In this paper, we consider an SDON under the threat from targeted fiber cuts, and address the problem of robust CP design with a game theoretic approach. We model the problem as a non-cooperative game between the CP designer and the attacker, and define the game strategies and the utility functions for both players. In the game, the designer tries to design the CP such that the damage from targeted fiber cuts is minimal, while the attacker aims at cutting the most critical links to maximize CP disruption. To solve the game, we conduct theoretical analysis to obtain the Nash Equilibrium (NE), which is widely accepted as the solution of a game [16]. Simulation results confirm that under the guidance of the NE, the designer can mitigate the damage from attacks. This verifies the effectiveness of our proposal in increasing resilience of the CP under targeted fiber cuts.

The rest of the paper is organized as follows. Section 2 reviews the related work. The CP design problem as a non-cooperative game is described in Sect. 3. In Sect. 4, we analyze the NE to solve the game. Simulations are performed and the results are discussed in Sect. 5. Finally, Sect. 6 concludes the paper.

2 Related Work

Extensive efforts have been carried out to improve the performances and availability of the CP. The basic CP design problem of deciding how many controllers to deploy and where to place them has been formulated in [3]. In [1, 4, 5, 7, 9, 13, 21,22,23], the authors studied resilient CP design under various failure scenarios, which can be classified into controller failures, switch failures and link failures.

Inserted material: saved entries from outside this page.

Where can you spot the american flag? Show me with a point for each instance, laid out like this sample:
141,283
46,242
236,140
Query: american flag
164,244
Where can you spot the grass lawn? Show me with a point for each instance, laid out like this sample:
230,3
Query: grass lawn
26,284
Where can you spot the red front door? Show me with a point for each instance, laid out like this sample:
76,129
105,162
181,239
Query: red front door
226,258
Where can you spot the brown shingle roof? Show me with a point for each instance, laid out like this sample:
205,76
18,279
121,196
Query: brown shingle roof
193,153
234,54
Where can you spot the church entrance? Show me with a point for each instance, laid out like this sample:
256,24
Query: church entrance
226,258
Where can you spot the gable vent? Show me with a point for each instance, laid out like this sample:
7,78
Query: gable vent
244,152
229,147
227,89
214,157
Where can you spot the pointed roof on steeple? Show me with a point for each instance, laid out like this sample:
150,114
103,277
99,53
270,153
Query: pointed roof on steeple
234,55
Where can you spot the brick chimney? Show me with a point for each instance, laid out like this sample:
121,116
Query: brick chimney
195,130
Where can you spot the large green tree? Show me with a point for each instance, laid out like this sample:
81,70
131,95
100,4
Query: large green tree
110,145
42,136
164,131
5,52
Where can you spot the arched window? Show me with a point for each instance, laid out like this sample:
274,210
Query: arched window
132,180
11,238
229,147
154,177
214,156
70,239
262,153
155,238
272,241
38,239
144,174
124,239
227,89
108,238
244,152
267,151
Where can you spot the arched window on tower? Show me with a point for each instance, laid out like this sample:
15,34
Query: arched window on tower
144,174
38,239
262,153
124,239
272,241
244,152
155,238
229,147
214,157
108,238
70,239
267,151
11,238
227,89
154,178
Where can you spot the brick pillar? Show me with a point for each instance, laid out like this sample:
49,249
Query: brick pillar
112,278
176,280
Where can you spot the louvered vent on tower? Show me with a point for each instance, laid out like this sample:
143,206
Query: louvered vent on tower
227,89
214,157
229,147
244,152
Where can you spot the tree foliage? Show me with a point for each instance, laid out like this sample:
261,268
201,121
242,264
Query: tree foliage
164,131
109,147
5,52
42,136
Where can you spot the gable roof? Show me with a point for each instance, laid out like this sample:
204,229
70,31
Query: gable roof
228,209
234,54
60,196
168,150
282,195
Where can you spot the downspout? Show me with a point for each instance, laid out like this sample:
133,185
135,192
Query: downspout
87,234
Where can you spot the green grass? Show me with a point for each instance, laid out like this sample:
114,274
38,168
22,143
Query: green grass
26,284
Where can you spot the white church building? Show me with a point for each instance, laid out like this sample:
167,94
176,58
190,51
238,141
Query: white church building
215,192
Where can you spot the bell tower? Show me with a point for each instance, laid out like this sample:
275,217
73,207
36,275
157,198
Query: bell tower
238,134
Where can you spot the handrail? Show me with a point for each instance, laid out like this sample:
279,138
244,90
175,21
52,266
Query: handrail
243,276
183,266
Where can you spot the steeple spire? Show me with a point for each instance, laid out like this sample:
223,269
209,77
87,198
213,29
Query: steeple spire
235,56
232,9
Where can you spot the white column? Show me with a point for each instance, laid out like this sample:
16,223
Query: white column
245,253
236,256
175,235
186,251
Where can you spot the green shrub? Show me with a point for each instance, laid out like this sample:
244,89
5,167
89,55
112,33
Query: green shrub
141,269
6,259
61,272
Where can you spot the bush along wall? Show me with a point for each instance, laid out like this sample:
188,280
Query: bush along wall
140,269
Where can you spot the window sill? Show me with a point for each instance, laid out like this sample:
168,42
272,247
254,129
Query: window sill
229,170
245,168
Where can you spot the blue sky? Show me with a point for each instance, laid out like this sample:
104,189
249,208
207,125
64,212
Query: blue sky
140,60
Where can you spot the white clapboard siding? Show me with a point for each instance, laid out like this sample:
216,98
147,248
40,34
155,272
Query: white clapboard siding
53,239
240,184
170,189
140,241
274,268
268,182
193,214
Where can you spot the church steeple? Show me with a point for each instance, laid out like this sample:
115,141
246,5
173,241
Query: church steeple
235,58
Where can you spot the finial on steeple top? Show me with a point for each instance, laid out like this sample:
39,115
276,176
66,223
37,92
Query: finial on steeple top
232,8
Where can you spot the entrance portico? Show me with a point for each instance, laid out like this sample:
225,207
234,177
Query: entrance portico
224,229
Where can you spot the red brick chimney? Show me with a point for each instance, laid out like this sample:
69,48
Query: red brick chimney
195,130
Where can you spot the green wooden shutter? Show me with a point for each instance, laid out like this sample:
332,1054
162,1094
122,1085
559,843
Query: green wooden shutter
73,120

To address controller failures, researchers have considered managing each switch by multiple controllers [1, 7, 9, 13, 23]. In [9], the authors applied Byzantine fault tolerant mechanism and studied the assignment of controllers to switches. CP design algorithms with various primary-backup models for controllers have been investigated in [1, 23]. In [13], both Byzantine fault tolerant mechanism and primary-backup model were used when addressing controller-switch mapping. To address switch failures, tree-like CP design that maximizes single-node failure survivability was proposed in [21]. Assuming both switches and links can fail, the work in [22] proposed a controller placement scheme aimed at minimizing the connectivity loss between controllers and switches, while the study in [5] compared different controller placement schemes in terms of CP connectivity. For similar assumptions, the authors of [4] introduced a Pareto-optimal framework for CP design to balance communication latency and resiliency. Nevertheless, none of these studies considered failures caused by deliberate physical-layer attacks.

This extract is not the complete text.